Le refus de Jean-Luc Mélenchon, de donner une consigne de vote au soir du premier tour de l’élection présidentielle a provoqué une avalanche d’indignations. Pour certain-e-s, cette porte ouverte à l’abstention relèverait d’un « privilège de blanc ».

L’entre-deux tour de ce scrutin particulièrement chaotique fut l’occasion pour les zélateurs du front républicain de stigmatiser les électeurs rétifs à l’idée de combattre Marine Le Pen par un bulletin pour Emmanuel Macron. Parmi les procédés mobilisés : réduire l’abstention face à l’extrême droite à un « privilège de blanc ». Partant d’un constat réel, le raisonnement faisant du non-vote un luxe des catégories favorisées dans la hiérarchie « raciale » pose question.

La notion de privilège majoritaire est issue des études anglo-saxonnes dites de « blanchité critique » (critical whiteness). Elle désigne l’ensemble des avantages conscients et inconscients associés au fait d’appartenir au groupe ethnoculturel dominant. Déclinée en Occident sous la forme du « privilège blanc », cette notion est intimement liée aux théories de l’intersectionnalité, qui analysent de façon cumulée les différentes oppressions relatives à la position respective dans les hiérarchisations sociale, ethnoculturelle ou genrée. Étrangère au débat public et intellectuel français, sa simple évocation provoque généralement des crises d’urticaire auprès de ceux qui tendent à appréhender le racisme comme un phénomène individuel.

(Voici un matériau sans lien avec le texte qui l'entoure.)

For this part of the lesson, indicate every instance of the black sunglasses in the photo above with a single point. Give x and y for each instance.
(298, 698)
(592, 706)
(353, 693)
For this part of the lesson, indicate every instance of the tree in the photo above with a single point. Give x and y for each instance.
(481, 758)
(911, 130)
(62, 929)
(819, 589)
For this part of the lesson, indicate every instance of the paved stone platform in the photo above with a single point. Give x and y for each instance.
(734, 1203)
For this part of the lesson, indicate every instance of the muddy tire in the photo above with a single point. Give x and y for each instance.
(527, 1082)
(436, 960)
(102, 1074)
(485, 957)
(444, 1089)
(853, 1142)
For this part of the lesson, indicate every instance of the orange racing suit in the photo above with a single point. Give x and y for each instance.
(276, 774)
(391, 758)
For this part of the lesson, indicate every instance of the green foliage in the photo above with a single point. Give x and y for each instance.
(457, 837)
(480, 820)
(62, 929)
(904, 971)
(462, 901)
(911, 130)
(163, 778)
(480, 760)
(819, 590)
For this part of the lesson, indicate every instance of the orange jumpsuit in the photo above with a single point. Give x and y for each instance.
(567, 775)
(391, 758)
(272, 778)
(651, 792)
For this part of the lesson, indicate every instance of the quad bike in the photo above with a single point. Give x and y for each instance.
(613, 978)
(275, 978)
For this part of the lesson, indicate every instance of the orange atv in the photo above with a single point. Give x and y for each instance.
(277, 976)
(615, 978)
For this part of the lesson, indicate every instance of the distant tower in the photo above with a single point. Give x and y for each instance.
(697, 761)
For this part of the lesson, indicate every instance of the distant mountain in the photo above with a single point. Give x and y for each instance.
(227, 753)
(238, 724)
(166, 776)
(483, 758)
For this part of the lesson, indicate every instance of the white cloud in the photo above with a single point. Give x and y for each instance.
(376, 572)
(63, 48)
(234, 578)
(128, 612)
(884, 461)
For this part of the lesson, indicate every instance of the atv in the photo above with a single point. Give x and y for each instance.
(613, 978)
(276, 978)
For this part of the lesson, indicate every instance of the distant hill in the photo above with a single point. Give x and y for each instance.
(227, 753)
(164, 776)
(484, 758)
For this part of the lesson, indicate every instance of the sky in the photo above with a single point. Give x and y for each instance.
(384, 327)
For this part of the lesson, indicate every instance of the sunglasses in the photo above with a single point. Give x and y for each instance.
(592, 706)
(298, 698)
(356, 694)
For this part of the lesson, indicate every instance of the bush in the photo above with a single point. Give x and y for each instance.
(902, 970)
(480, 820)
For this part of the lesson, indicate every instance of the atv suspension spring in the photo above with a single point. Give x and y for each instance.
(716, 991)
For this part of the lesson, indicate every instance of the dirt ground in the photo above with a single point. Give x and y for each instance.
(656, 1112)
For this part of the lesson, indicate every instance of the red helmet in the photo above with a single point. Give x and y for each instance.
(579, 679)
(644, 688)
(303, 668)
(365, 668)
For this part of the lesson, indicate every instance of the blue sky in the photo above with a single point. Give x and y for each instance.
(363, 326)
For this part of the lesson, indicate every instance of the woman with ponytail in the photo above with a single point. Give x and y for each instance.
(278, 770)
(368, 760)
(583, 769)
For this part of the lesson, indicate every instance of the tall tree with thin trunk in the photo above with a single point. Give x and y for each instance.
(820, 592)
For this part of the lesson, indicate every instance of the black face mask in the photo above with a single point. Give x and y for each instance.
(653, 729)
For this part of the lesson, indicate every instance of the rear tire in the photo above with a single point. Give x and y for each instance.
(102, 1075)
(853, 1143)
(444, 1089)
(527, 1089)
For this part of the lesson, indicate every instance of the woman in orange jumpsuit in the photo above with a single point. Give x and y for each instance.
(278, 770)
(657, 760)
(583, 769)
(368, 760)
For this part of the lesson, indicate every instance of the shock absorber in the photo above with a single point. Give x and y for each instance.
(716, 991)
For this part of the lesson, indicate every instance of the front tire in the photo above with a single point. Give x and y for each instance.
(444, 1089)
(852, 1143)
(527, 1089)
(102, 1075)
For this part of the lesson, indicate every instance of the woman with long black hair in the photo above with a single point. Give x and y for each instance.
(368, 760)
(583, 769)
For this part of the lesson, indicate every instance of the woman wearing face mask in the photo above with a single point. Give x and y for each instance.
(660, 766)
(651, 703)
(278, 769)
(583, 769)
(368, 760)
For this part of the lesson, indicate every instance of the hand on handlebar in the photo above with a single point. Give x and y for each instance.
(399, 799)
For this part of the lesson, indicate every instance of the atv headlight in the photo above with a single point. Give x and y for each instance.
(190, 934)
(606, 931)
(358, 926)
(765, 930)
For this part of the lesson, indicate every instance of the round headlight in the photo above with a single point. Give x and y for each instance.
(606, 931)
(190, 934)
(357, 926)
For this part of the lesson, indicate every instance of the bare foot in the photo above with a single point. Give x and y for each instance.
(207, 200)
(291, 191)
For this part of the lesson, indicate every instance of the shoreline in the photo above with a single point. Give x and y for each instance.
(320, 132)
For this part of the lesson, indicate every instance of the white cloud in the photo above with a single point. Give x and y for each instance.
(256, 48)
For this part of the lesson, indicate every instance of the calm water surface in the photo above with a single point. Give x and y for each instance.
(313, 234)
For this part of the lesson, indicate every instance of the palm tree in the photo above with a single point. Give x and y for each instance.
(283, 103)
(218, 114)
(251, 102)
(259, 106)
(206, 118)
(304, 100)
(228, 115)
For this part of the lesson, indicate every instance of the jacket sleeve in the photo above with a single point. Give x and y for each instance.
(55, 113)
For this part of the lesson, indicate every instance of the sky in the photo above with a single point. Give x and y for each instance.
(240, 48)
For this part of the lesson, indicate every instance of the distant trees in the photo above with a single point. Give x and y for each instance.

Le concept a cependant fait une étonnante irruption dans la campagne suite au refus du candidat de la France insoumise (FI), Jean-Luc Mélenchon, de donner une consigne de vote pour le second tour. Plusieurs auteurs ont en effet relevé que tout le monde ne peut se permettre de tergiverser face au Front national (FN). « Il est bien plus facile de finasser et d’avoir des états d’âme quand on s’appelle Jean-Luc, Clémentine, Charlotte ou Alexis que lorsqu’on se prénomme Karim, Ousmane, Jacob, Latifa, Rachel ou Aminata », remarquait notamment Akram Belkaïd dans le Quotidien d’Oran, en référence aux consonances franco-françaises des prénoms des principales figures de la FI. À sa suite, plusieurs publications vinrent souligner le fait que les électeurs tentés par l’abstention ou le vote blanc ne seraient pas les premières victimes de l’arrivée de l’extrême droite au pouvoir.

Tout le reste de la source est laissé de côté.